Summertime Learning Loss
The living may be easy in the summertime, but the learning lost over the two-month break is hard to overcome. Research has shown that students on average lose about one month of academic skills. For low-income students, however, the loss can be three times as much. In recognition of this problem, June 21 has been designated as National Summer Learning Day. It's a reminder of the importance of maintaining the knowledge and skills taught during the regular school year.
There are several excellent programs dedicated to this proposition. I'd like to focus on Building Educated Leaders for Life (BELL), which was founded in 1992 to provide disadvantaged children with enrichment opportunities that their advantaged classmates have long enjoyed through travel and summer camp. By 2010, it had more than 7,000 students in its program in six cities across the country.
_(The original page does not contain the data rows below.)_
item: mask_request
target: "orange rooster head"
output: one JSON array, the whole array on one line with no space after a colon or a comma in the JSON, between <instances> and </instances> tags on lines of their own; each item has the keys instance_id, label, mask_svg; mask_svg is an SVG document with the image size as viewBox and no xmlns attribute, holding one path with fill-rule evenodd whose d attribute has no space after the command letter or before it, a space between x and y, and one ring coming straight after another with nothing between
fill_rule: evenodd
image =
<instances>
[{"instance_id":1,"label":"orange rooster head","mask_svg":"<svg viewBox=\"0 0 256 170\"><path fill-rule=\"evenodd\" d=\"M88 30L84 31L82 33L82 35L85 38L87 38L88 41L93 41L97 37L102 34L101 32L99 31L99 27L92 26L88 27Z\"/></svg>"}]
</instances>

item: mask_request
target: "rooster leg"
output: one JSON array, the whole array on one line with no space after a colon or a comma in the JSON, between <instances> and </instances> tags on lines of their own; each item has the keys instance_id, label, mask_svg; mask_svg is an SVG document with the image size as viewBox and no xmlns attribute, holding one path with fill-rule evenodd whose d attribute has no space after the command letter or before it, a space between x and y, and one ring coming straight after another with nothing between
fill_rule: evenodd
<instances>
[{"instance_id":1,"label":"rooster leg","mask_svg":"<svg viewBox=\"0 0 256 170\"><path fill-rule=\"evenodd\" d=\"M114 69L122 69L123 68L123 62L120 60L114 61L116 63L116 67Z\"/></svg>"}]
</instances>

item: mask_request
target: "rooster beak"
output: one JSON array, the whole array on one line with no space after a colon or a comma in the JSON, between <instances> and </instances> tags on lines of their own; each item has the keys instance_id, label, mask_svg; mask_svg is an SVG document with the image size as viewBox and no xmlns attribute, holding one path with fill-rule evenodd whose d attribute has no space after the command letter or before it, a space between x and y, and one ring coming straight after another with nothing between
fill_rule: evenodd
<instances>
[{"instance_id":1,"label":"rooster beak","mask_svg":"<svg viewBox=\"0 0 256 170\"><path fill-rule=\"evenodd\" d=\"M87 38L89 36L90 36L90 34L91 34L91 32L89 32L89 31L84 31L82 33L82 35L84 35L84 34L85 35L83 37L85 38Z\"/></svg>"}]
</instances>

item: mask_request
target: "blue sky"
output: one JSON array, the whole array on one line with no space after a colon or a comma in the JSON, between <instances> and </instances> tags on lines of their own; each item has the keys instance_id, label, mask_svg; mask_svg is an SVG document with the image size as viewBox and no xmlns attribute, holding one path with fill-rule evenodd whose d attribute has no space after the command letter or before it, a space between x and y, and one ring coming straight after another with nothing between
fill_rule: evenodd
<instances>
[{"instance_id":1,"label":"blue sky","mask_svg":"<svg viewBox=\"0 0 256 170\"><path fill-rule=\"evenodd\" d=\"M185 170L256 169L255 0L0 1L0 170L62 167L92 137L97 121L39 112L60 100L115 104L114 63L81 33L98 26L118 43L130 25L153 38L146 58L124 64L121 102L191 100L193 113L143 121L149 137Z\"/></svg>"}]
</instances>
BELL refers to its students as "scholars" in the belief that the designation helps instill the proper attitude about education. In addition to academic lessons, it takes students to museums, parks and other educational sites to reinforce classroom instruction. Participation is free. Those chosen are already in BELL's after-school program or are recommended by principals. Parents are offered workshops to help them become even more involved in their children's education.
The goal of BELL is to create a culture of success for students whose home and neighborhood environment often militates against this objective. It's important to stress this because in-school factors have to compete with out-of-school factors in educating young people. Whatever can be done to compensate for the huge deficits that poor children bring to school is a step in the right direction.
Some critics have said that BELL and other similar programs would not be needed if two proposals presently circulated were implemented. Let's see why that view is misguided.
The first is increasing the amount of homework. This has led some school districts to get carried away in the belief that if a little is good, a whole lot is better ("In Homework Revolt, School Districts Cut Back," The New York Times, June 16). That's a mistake. Homework has to be designed with the same care that doctors prescribe drugs. Overloading students is as dangerous as overdosing patients.
The second is extending the school year. It's true that students in the U.S. aren't in school as long as their peers in other industrialized countries. Recognizing the disparity, Massachusetts added about 300 hours in 19 public schools. But the results were not consistent. Miami-Dade Country also posted mixed results when it lengthened the school day and year at low-performing schools. As with homework, quantity does not guarantee quality.
In the final analysis, children need a change in scenery and routine as much as adults do. Learning does not take place only in classrooms. That's all the more reason to wish that BELL will thrive and expand.